Een beetje het geluk afdwingen

Pieter Drenth (1935) verliet op zijn zeventiende het hoge noorden, om aan de Vrije Universiteit een imposante academische carrière te beginnen. Hij studeerde cum laude af als psycholoog, promoveerde cum laude op zijn vijfentwintigste, en werd achtereenvolgens de jongste hoogleraar, de jongste rector magnificus, de jongste president van de KNAW en de eerste president van de Europese academische koepel ALLEA. ‘Je mag best trots zijn op goede prestaties.’ (1723 woorden)

Talent

Als ik een talent zou hebben, dan is dat het talent om toevallige gebeurtenissen aan te wenden voor eigen gestelde doelen. Oog hebben voor kansen, en die met grote volharding nastreven. Waardoor ik wat ik aan talent zou hebben, ook maximaal heb kunnen ontplooien.
Mijn familiegeschiedenis is een typisch geval van sociale mobiliteit. Mijn grootvader was kuiper: hij maakte tonnen, u weet wel: van duigen, met metalen banden eromheen. Zijn zoon was intelligent, maar geld om te studeren was er niet. Hij is direct na de lagere school gaan werken, werd via zelfstudie onderwijzer, en al op jonge leeftijd -zesentwintig- schoolhoofd.

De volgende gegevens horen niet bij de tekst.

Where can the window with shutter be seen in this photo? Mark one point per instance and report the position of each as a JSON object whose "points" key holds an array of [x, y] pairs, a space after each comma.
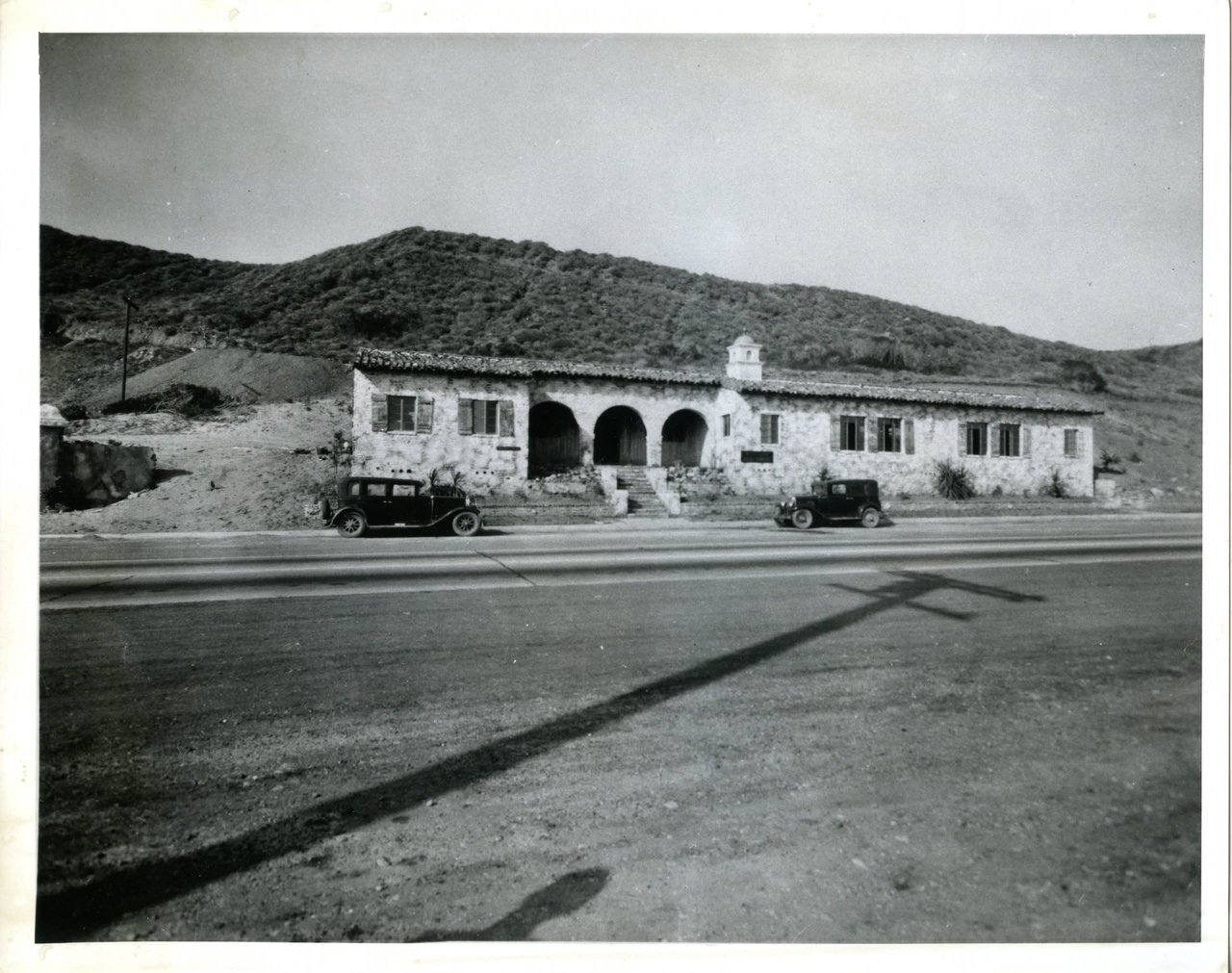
{"points": [[889, 435], [769, 428], [852, 432], [424, 417], [976, 439], [485, 417], [400, 413], [379, 414], [1009, 439]]}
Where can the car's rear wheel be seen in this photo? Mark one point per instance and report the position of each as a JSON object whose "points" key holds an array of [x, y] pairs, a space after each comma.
{"points": [[351, 524], [465, 524]]}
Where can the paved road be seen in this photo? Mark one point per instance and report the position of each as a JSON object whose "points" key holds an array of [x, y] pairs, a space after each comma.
{"points": [[89, 573], [835, 735]]}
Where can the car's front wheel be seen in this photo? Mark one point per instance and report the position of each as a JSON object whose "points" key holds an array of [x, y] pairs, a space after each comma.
{"points": [[465, 524], [804, 519], [351, 524]]}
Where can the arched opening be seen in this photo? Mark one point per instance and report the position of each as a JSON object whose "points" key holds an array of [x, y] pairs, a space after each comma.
{"points": [[620, 437], [554, 440], [684, 434]]}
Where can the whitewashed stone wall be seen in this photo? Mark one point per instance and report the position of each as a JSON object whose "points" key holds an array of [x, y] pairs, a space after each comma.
{"points": [[589, 399], [804, 446], [487, 461]]}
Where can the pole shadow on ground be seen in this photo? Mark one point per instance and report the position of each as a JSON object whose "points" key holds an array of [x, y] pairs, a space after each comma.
{"points": [[80, 910], [564, 896]]}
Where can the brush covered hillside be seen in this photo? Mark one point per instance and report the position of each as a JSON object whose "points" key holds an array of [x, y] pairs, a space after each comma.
{"points": [[434, 291], [275, 342]]}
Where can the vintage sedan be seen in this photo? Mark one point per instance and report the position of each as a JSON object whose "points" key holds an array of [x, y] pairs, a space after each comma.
{"points": [[365, 502], [834, 500]]}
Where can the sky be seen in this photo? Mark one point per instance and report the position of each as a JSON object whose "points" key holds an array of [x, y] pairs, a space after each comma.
{"points": [[1051, 185]]}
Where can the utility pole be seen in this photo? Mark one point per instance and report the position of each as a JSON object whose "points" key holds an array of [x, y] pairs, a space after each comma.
{"points": [[128, 320]]}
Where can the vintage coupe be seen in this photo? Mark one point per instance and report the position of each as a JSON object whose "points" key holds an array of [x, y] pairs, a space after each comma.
{"points": [[362, 502], [833, 500]]}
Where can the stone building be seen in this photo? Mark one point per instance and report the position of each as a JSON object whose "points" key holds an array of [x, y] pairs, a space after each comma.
{"points": [[505, 421]]}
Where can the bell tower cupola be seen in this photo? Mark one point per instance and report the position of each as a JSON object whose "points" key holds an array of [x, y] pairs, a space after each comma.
{"points": [[744, 360]]}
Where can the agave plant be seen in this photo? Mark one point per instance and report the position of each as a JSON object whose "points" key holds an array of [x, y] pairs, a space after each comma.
{"points": [[953, 482]]}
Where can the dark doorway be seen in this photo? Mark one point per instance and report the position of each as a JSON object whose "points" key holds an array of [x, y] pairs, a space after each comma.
{"points": [[684, 434], [620, 437], [555, 440]]}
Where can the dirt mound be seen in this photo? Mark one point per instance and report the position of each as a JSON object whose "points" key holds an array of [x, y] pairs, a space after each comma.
{"points": [[242, 375], [180, 397]]}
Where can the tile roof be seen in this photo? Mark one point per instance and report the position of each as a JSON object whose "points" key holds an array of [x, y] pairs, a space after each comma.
{"points": [[475, 365], [419, 361], [1028, 399]]}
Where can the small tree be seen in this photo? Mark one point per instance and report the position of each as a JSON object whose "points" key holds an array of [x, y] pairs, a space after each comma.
{"points": [[1056, 485]]}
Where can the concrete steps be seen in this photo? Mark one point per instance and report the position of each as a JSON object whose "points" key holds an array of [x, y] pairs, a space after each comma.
{"points": [[642, 499]]}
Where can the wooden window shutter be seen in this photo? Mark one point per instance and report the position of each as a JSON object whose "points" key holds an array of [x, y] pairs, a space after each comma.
{"points": [[424, 415]]}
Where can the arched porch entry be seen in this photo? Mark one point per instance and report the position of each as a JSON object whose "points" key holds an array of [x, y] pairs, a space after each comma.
{"points": [[684, 434], [554, 439], [620, 437]]}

Mijn zus ging een jaar eerder dan ik naar de eerste klas van zijn School met de Bijbel, in Appelscha. Als ze thuiskwam keek ik vlug in haar schriftje, en aan het einde van het jaar was ik even ver als zij. Dan maar meteen naar de tweede klas, zei mijn vader. In de zesde gaf hij mijn zus en mij apart les, met nog twee jongens die hij intelligent vond. De MULO in Smilde was eigenlijk het hoogst haalbare in een dorp als Appelscha, maar mijn vader vond dat we moesten gaan voor het hoogste: Gymnasium.

Drenth (1 van 4)

Amper zeventien haalde ik mijn eindexamen. Ik werd spoorstudent in Groningen, maar na een week zag ik al: er verandert hier eigenlijk niet veel. Ik terug naar mijn ouders: mag ik niet toch aan de Vrije Universiteit (VU) studeren. Amsterdam leek me fantastisch, en de VU trok me, omdat ik geïnteresseerd was in geloof en wetenschap; ik was nog erg klassiek gelovig. Mijn ouders konden het moeilijk betalen, maar hebben dat toch toegestaan, gelukkig.

Toeval

Je ziet het veel in mijn carrière terugkeren: een beetje geluk, en een beetje het geluk afdwingen. Halverwege mijn studie moest ik me alvast laten keuren voor militaire dienst en zag dat ze een testafdeling hadden, dus heb ik gevraagd of ik daar niet mijn diensttijd zou kunnen vervullen. Ik kon meteen aan de slag als burgerassistent, in een selectiepsychologisch en statistisch onderzoek, met een salaris van honderdtwintig gulden per maand. Zo hoefde ik geen beroep meer te doen op mijn ouders. Die hadden nog vijf anderen kinderen om voor te zorgen.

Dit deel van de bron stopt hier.